Schon fast an der Wohnungstür werfe ich einen Blick in den Geldbeutel, und sehe: nichts. Mit Kreditkarte lässt sich das Viertel Sonnenblumenkernbrot nicht bezahlen, ein Zwischenstopp bei der Bank ist nicht mehr drin. Das war's. Auf dem Weg zurück in mein Zimmer gehe ich in Gedanken schon die Speisekarten der umliegenden Imbissangebote durch. Da fällt mein Blick auf die Fensterbank; auf einen kleinen, goldbraun schimmernden Haufen unter zwei Briefen von der Versicherung. Ha! Da liegt mein Käsebrot. Im übertragenen Sinne, versteht sich. Schnell ein paar Münzen eingesammelt, 2,35 Euro kommen locker zusammen - und ab zum Bäcker.

Laut einer Studie der Bundesbank aus dem Jahr 2011 hat jeder Deutsche im Durchschnitt 103 Euro im Geldbeutel, davon 5,90 Euro in Münzen. Ich nicht. Stattdessen sammelt sich das Kleingeld zunächst auf der Fensterbank, später in einer Plastiktüte, bevor es schließlich durch den Münzautomaten der nächsten Bank rauscht. Ein schöner Moment. Die Münzen klimpern und rasseln in der Zählmaschine; so ähnlich muss sich Dagobert Duck fühlen, wenn er in seinem Geldspeicher schwimmt. Und am Ende steht immer die erstaunliche Erkenntnis: Das war ja mehr als gedacht.

Einige Kollegen wissen offenbar, wovon ich spreche. Zumindest reagierten sie sehr betroffen auf eine Meldung aus Duisburg. Die dortige Sparkasse will künftig fünf Euro Gebühren für dieses Vergnügen verlangen. Schuld sei die Bundesbank, die ab dem 1. Januar von Banken fordert, jede eingezahlte Münze auf ihre Echtheit zu überprüfen. Reine Schikane, sagen die wiederum, und beauftragen damit einen externen Dienstleister. Der kostet Geld, das sich die Bank von ihren Kunden zurückholen will.

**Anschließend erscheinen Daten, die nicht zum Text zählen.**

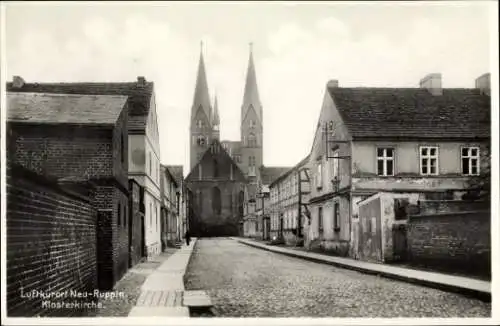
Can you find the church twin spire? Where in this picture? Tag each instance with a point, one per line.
(202, 96)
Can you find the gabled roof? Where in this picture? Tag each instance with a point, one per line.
(64, 108)
(270, 173)
(177, 172)
(139, 95)
(220, 155)
(413, 112)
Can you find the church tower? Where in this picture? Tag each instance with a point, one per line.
(216, 121)
(251, 125)
(201, 116)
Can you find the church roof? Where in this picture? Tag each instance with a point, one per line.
(251, 92)
(201, 96)
(219, 154)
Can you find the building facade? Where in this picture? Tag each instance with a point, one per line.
(426, 141)
(288, 193)
(79, 138)
(217, 186)
(143, 140)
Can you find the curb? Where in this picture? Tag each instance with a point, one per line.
(483, 296)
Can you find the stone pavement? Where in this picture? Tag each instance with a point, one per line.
(162, 292)
(463, 285)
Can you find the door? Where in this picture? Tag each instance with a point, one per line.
(143, 237)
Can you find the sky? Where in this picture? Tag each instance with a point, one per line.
(297, 48)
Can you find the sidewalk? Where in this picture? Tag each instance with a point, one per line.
(162, 292)
(463, 285)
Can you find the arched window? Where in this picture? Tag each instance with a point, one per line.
(216, 200)
(201, 140)
(216, 169)
(200, 199)
(252, 140)
(241, 200)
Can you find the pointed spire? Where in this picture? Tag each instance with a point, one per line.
(216, 120)
(201, 95)
(251, 94)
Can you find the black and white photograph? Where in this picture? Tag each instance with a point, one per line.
(242, 162)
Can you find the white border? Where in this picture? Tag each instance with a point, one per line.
(495, 224)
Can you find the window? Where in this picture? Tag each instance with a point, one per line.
(385, 162)
(336, 217)
(150, 216)
(119, 214)
(428, 160)
(216, 202)
(251, 165)
(252, 140)
(150, 163)
(122, 152)
(200, 140)
(320, 219)
(470, 160)
(319, 177)
(216, 169)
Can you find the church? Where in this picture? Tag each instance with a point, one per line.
(223, 173)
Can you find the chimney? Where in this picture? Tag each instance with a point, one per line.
(483, 84)
(333, 83)
(17, 82)
(432, 82)
(141, 81)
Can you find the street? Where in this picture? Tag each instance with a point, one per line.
(243, 281)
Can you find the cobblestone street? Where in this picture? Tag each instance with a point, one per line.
(247, 282)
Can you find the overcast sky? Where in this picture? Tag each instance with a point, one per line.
(297, 49)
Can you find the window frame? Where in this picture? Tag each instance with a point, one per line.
(384, 158)
(470, 158)
(319, 174)
(429, 157)
(336, 216)
(320, 219)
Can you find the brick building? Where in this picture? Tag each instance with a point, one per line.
(79, 138)
(428, 141)
(288, 192)
(217, 185)
(170, 209)
(143, 140)
(51, 239)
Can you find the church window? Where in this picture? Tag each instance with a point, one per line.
(252, 140)
(201, 140)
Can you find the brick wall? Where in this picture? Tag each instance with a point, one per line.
(426, 207)
(89, 153)
(454, 242)
(51, 241)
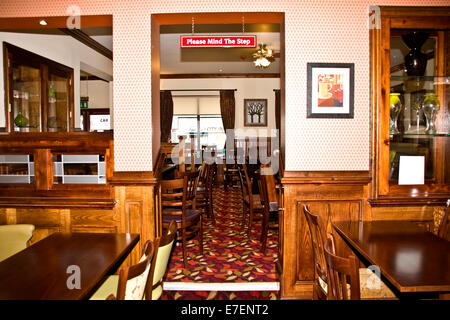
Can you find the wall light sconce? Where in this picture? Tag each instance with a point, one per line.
(263, 57)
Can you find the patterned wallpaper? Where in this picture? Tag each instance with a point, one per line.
(316, 31)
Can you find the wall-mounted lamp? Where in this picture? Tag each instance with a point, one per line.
(263, 57)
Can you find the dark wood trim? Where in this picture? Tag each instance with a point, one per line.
(54, 22)
(87, 40)
(407, 202)
(326, 177)
(219, 17)
(219, 75)
(60, 203)
(132, 178)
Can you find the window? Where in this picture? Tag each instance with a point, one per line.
(200, 116)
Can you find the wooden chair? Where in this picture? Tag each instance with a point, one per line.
(163, 248)
(14, 238)
(343, 274)
(178, 204)
(204, 199)
(131, 282)
(321, 269)
(270, 209)
(251, 202)
(444, 225)
(231, 170)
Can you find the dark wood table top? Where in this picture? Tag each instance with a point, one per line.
(410, 258)
(41, 270)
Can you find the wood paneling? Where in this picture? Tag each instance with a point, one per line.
(334, 196)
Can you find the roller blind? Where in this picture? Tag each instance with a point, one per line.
(196, 105)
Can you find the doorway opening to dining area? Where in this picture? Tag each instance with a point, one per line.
(220, 114)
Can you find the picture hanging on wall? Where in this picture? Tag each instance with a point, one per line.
(255, 112)
(330, 90)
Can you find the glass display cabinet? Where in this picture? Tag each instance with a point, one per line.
(410, 72)
(40, 91)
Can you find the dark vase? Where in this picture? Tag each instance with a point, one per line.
(415, 60)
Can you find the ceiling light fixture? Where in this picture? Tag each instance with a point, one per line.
(263, 57)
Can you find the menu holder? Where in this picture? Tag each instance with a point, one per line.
(411, 170)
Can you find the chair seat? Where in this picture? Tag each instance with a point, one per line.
(383, 292)
(108, 287)
(256, 201)
(191, 216)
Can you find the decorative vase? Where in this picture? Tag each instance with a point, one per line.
(415, 60)
(395, 108)
(20, 120)
(430, 107)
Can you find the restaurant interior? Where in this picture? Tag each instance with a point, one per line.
(159, 152)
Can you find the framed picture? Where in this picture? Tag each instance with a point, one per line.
(330, 90)
(255, 112)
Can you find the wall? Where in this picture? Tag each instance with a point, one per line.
(98, 92)
(325, 31)
(62, 49)
(246, 89)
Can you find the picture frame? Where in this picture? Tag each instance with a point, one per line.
(255, 112)
(330, 90)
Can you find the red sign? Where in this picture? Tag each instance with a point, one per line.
(234, 41)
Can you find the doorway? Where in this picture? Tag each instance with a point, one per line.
(163, 24)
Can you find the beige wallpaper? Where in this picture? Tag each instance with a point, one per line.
(316, 31)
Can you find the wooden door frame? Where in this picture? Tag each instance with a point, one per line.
(157, 20)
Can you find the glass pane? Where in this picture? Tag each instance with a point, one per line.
(212, 132)
(183, 125)
(418, 117)
(58, 104)
(26, 98)
(16, 169)
(79, 169)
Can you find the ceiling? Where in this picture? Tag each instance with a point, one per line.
(175, 60)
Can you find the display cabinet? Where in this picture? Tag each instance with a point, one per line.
(410, 88)
(40, 92)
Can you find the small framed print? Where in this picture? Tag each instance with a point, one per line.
(330, 90)
(255, 112)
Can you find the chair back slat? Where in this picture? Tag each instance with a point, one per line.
(444, 226)
(133, 279)
(343, 274)
(317, 241)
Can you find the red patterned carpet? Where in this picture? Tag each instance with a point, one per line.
(229, 256)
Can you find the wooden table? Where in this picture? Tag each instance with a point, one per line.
(41, 270)
(411, 259)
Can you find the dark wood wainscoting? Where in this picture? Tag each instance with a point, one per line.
(334, 196)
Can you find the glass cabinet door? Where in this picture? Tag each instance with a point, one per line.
(58, 103)
(40, 92)
(419, 93)
(26, 104)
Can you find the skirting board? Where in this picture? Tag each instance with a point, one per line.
(217, 286)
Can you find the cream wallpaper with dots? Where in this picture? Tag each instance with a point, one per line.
(316, 31)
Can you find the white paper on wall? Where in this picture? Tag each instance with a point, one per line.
(411, 170)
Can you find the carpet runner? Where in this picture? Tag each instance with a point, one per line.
(230, 257)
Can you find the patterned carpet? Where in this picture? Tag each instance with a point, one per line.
(229, 255)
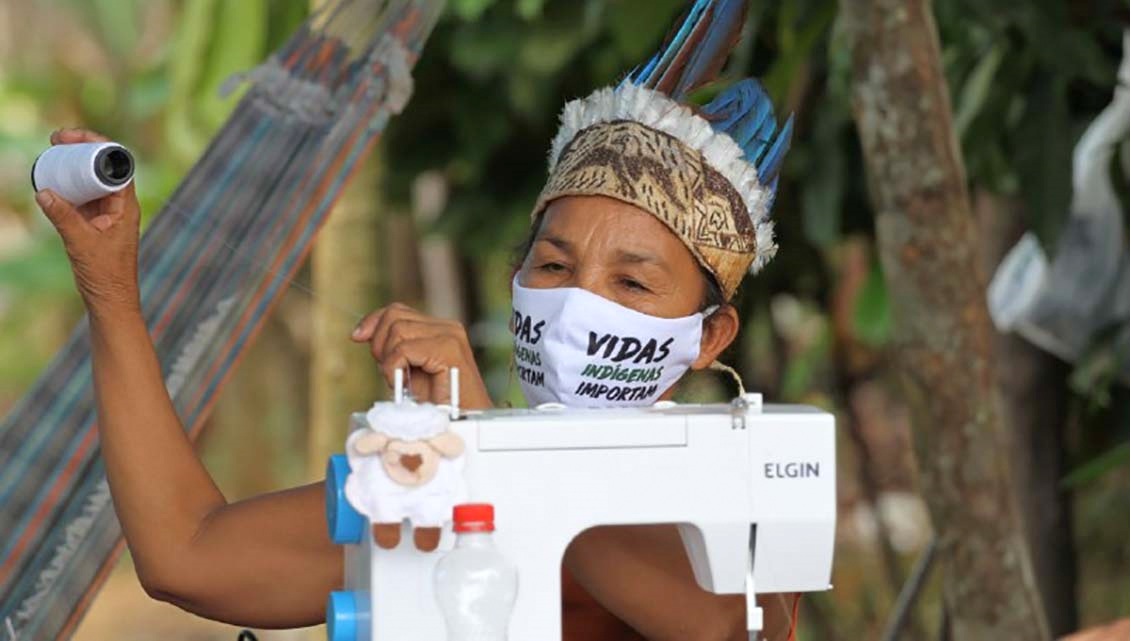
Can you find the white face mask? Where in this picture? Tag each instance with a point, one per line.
(577, 348)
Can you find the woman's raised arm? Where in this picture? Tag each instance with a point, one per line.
(266, 562)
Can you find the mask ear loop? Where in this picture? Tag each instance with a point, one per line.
(719, 366)
(723, 367)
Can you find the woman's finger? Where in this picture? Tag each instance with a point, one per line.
(369, 325)
(405, 328)
(430, 356)
(68, 222)
(396, 313)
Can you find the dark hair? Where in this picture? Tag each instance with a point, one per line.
(711, 299)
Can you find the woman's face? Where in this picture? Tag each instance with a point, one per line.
(626, 254)
(616, 251)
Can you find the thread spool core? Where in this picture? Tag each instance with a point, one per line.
(113, 165)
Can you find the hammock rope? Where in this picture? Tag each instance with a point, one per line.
(212, 265)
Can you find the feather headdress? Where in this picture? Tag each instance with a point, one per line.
(708, 173)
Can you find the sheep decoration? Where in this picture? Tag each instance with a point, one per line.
(406, 464)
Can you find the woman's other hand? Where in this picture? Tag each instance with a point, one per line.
(101, 239)
(399, 337)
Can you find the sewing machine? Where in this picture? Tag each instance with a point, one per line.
(752, 490)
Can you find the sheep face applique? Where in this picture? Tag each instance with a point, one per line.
(406, 464)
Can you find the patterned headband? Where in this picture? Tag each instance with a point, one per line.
(709, 176)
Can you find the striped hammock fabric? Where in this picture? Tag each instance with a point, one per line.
(213, 262)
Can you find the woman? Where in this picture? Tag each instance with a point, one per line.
(650, 217)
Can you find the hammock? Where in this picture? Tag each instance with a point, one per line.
(266, 183)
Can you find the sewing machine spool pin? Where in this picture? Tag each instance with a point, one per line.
(749, 476)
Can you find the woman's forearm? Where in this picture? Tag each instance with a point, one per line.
(642, 575)
(162, 492)
(265, 562)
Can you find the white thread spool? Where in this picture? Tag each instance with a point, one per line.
(83, 172)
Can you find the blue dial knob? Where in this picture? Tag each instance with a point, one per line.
(346, 616)
(346, 525)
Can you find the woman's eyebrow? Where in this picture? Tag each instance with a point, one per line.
(635, 258)
(558, 242)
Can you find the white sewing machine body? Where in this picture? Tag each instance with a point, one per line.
(741, 481)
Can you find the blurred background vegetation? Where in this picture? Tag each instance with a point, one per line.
(447, 199)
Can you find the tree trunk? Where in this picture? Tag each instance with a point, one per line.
(942, 338)
(346, 270)
(1034, 384)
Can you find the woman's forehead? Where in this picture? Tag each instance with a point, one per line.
(595, 223)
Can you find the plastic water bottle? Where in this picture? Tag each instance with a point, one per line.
(474, 583)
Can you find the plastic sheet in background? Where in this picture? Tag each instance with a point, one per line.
(265, 184)
(1065, 305)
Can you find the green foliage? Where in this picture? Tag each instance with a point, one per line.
(1113, 459)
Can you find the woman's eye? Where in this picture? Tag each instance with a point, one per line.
(635, 285)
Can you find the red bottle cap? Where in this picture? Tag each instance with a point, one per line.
(473, 518)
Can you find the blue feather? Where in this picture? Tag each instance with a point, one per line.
(665, 57)
(724, 16)
(770, 164)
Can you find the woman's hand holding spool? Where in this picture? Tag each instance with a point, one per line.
(101, 239)
(426, 347)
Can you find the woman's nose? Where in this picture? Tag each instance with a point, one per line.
(411, 461)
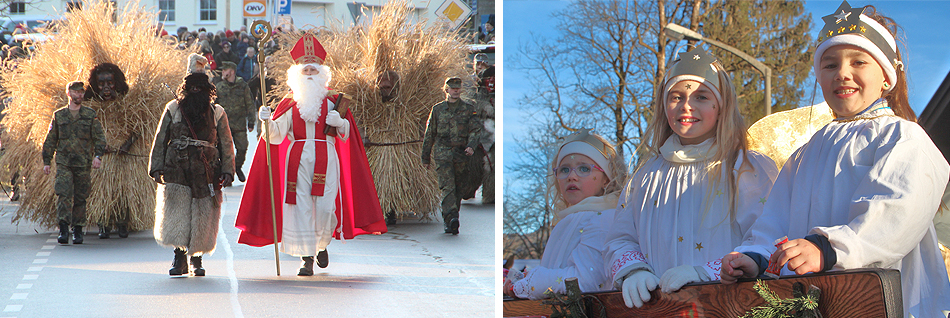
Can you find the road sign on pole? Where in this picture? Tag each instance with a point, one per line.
(283, 6)
(454, 12)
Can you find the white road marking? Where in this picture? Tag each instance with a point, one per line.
(12, 308)
(232, 275)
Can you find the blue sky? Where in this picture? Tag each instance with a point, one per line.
(926, 50)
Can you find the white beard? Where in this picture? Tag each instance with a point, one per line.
(309, 91)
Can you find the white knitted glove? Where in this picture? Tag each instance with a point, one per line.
(676, 277)
(334, 119)
(636, 288)
(264, 113)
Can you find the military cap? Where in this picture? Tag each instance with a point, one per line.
(453, 82)
(228, 65)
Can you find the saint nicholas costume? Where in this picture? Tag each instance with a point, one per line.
(322, 184)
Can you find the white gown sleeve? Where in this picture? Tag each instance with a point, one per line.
(623, 254)
(754, 179)
(894, 203)
(586, 263)
(278, 128)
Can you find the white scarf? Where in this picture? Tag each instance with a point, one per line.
(674, 151)
(592, 203)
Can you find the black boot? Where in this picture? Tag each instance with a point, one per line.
(180, 264)
(77, 235)
(454, 226)
(391, 218)
(63, 233)
(196, 263)
(323, 259)
(123, 230)
(103, 231)
(306, 268)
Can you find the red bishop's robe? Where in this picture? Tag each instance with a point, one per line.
(358, 210)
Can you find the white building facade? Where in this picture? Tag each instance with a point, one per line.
(215, 15)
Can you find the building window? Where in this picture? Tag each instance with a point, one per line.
(17, 7)
(73, 5)
(209, 10)
(166, 10)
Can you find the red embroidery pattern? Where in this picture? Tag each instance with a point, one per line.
(715, 266)
(626, 258)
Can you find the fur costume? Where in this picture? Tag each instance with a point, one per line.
(186, 218)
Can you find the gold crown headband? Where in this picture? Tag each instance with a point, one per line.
(694, 65)
(851, 26)
(583, 142)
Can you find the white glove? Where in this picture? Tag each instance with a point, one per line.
(334, 119)
(636, 288)
(264, 113)
(676, 277)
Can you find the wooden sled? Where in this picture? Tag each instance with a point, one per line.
(853, 293)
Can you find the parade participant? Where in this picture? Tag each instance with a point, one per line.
(484, 98)
(235, 97)
(107, 84)
(453, 131)
(864, 190)
(226, 55)
(75, 137)
(247, 66)
(696, 195)
(584, 184)
(325, 164)
(192, 158)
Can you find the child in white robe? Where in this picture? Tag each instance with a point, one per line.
(584, 185)
(697, 195)
(863, 191)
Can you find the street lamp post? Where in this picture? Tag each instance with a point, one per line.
(679, 32)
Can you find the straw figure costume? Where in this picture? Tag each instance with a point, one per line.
(192, 158)
(107, 85)
(417, 60)
(121, 190)
(328, 190)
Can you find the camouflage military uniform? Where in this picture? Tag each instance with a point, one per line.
(450, 129)
(237, 102)
(75, 142)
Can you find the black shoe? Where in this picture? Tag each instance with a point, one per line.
(180, 264)
(123, 230)
(454, 226)
(306, 268)
(77, 235)
(323, 259)
(196, 264)
(63, 233)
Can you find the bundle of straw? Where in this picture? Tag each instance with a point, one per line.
(392, 131)
(85, 39)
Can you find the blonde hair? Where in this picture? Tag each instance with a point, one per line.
(615, 182)
(730, 137)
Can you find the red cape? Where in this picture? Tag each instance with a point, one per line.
(359, 215)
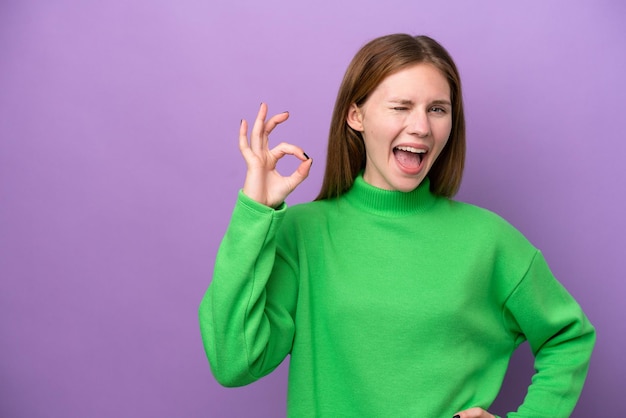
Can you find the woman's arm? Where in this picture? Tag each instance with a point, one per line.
(560, 336)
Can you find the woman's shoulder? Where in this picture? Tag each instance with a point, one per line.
(478, 219)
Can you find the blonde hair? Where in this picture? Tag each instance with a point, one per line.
(374, 62)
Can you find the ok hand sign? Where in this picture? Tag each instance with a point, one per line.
(263, 182)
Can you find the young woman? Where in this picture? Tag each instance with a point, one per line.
(391, 298)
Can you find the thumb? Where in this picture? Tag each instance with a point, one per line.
(301, 173)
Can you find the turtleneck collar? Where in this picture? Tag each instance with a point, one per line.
(390, 202)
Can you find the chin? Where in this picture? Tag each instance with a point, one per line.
(407, 186)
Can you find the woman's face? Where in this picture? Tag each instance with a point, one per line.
(405, 124)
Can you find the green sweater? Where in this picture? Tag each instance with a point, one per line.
(391, 304)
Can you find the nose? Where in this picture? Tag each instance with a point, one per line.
(419, 124)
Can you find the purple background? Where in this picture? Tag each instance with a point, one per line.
(119, 168)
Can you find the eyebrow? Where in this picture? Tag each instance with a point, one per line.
(410, 102)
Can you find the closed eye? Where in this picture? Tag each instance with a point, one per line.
(438, 109)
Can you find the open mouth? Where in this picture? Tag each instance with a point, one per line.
(409, 157)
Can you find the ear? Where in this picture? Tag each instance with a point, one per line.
(355, 118)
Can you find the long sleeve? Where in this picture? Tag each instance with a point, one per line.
(247, 314)
(560, 336)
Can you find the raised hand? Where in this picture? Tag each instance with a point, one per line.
(263, 181)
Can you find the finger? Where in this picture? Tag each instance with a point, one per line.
(243, 135)
(301, 173)
(244, 145)
(274, 121)
(284, 148)
(258, 141)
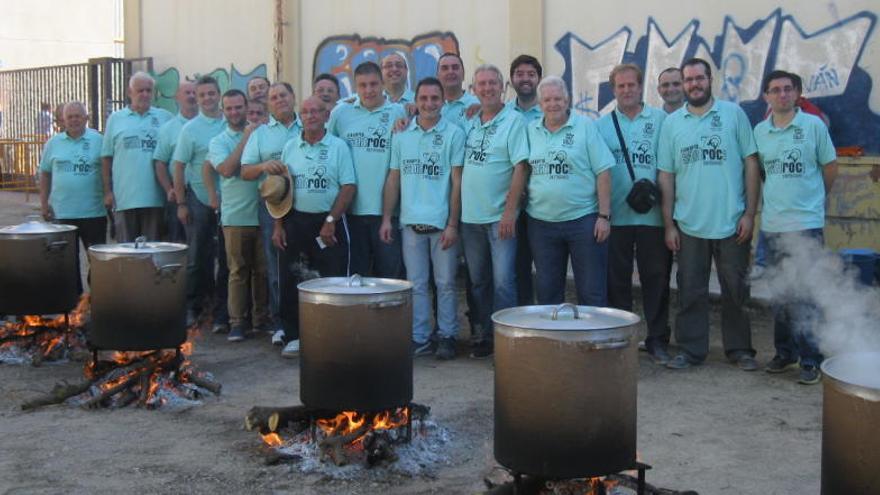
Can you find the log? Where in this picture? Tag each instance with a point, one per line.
(60, 392)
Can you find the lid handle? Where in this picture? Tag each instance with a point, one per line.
(562, 306)
(355, 281)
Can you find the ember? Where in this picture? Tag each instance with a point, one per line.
(36, 339)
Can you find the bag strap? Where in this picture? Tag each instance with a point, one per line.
(632, 174)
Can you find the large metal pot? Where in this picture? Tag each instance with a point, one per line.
(565, 390)
(355, 336)
(851, 424)
(38, 268)
(138, 295)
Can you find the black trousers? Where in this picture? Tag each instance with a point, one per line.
(647, 245)
(302, 229)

Wann ist Kleingeld eigentlich zu etwas geworden, das stört?

Münzen nerven. Münzen beulen den Geldbeutel aus. Sie machen Handtaschen schwerer - und vor allem bei Männern verlagert sich mit jedem zusätzlichen Stück Metall im Portemonnaie die Sitzposition auf unangenehme Weise. Auch ich lagere das Hartgeld nicht aus besonderer Wertschätzung auf der Fensterbank. Bisher. Denn das Käsebrot brachte mich zum Nachdenken: Wann ist Kleingeld eigentlich zu etwas geworden, das stört? Etwas, von dem ich meinen Geldbeutel befreien muss, bevor ich das Haus verlasse.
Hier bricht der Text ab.